その事に気づいた先輩方が僕らを捜索している間、なつきはずっとここで気を揉んでいたようだ。
「なつきい~、怖かったよう」
据付け型のソファーから立ち上がり、テーブルにお腹をしたたか打って躓く彼を、僕はキャッチする様にして抱き締めた。

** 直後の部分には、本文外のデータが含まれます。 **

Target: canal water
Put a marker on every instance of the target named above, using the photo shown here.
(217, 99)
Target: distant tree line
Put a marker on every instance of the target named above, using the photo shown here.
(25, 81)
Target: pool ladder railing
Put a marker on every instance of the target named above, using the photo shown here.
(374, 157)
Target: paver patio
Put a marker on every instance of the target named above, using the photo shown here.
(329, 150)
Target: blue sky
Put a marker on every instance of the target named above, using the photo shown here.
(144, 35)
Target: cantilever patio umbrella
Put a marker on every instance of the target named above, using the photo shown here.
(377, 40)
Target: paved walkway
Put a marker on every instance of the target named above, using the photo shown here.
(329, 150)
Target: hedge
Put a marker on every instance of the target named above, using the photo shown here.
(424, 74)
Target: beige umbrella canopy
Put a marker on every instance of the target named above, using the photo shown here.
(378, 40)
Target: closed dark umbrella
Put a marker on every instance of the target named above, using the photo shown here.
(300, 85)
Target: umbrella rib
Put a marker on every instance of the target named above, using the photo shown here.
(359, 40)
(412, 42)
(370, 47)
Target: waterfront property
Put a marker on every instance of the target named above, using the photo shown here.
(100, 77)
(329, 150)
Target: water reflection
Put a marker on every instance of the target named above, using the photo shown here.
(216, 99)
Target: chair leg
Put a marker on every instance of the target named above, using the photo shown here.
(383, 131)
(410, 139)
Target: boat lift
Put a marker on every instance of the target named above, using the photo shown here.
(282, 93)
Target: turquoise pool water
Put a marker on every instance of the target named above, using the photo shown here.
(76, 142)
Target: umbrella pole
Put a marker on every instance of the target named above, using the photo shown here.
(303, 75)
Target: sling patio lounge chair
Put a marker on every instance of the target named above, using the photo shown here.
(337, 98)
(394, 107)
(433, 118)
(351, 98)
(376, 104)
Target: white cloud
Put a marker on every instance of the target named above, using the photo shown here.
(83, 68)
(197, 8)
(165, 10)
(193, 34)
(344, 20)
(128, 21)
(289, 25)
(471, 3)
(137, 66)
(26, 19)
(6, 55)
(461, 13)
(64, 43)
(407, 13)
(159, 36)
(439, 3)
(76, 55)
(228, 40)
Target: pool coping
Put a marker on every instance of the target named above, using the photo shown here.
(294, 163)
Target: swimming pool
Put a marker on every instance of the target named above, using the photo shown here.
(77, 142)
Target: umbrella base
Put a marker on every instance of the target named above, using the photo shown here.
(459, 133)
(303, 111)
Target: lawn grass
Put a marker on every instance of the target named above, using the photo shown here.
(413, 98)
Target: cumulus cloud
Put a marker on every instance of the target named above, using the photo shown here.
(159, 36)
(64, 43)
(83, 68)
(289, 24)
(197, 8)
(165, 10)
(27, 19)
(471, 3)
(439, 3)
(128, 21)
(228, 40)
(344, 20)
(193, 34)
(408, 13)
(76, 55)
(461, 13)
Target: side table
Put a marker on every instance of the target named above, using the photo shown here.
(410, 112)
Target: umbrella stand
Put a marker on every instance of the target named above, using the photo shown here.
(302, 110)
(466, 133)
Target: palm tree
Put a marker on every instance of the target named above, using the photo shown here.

なつきはぎゅうっと強い抱擁を返すと、ちょっと体を離し僕の顔から体へと視線を移す。
そんなに真剣に見詰めてくれて……
心配されるのも悪くはないな。
「大丈夫。かすり傷ひとつないよ」
「そう……
良かったあぁぁぁぁぁぁ」
半分以上ため息の様な安堵の声。
ちょっといたずら心が出てきちゃう。
「でも怖かったんだよう。
ナイフ、顔に押し当てられて」
「ナイフ!!」
なつきは大きな瞳をさらに見開いて、声を上げて驚いた。
ゴメンね、せっかくホッとしたのに。
「でもほんと大丈夫。ダイヤ先輩も駆けつけてくれて」
僕は続いてぞろぞろ店内に入ってきた、仲間の先頭を歩く美人に顔を向けた。
「そうだ、危なかった。
既のところだったんだぞ」
「そんな……」
「奴等の命の灯火がな」
「「………………」」
ダイヤ先輩はテーブルに着きながら笑えない冗談を言ってアッハハハと笑う。
本人はそれが冗談になってないとは気づいていない。
まあそんな先輩のお陰で、場が一気に静まるのは助かったのだけれど……
そう、実はその事は大変ありがたかったのだ。
ここのレストラン「ロイヤル」は、喫茶店の様な使われ方をして愛されている。
物静かな落ち着いた雰囲気。
そこを僕達は再入店する度に、矢鱈といちいち騒がしい。
もういい加減追い出されそうな予感がする。
とはいえミッキーの推測が正しければ、今日の目的は概ね果たされたのではなかろうか。
出入り禁止になる前に、さっさと退散すべきだろう。
「みんな、今日はどうもありがとうございました」
依頼主である生徒会長の山本さとじくんも、〆の言葉を言おうと口を開いた。
「そうだな、みんな良くやった!
これで恐らく稲高生によるゴタゴタは沈静するだろう」
「…………」
ゴメンねさとじ君……
ダイヤ先輩は彼の気持ちなど気にもとめない。
スックと立ち上がって、いつもの様に話し出した。
「だが油断はできん。
しばらくは様子をみて、ダメならば今度こそ手痛いおしおきを受けてもらおう」
「…………そ、そうですね。その、仰るとおりで」
「今日のところは充分な結果だったと私は思う」
「はい……ありがとうございます……」
「まあ、今日はまだ昼飯も食ってないからな。
ここは私がご馳走しよう。
褒美だと思って、好きな物を注文するといい」
「「「おおーーーっ!」」」
「そんな、台矢さん、お願いしたのは私ですから……」
「私は金持ちだ。
さとじ君、遠慮したら承知せんぞ」
手にしたメニューを押し付けながら、ダイヤ先輩はニッコリ笑顔を見せた。
すっかり先輩に仕切られて、さとじ君はもう一度、
「はい……ありがとうございます……」
と言ったきり、受け取ったメニューに黙って目を移した。
下を向き料理を選ぶその姿が寂しそうに見えてしまう……
見えてっていうか、完全にショボくれてるよね。
ほんとゴメン、さとじ君。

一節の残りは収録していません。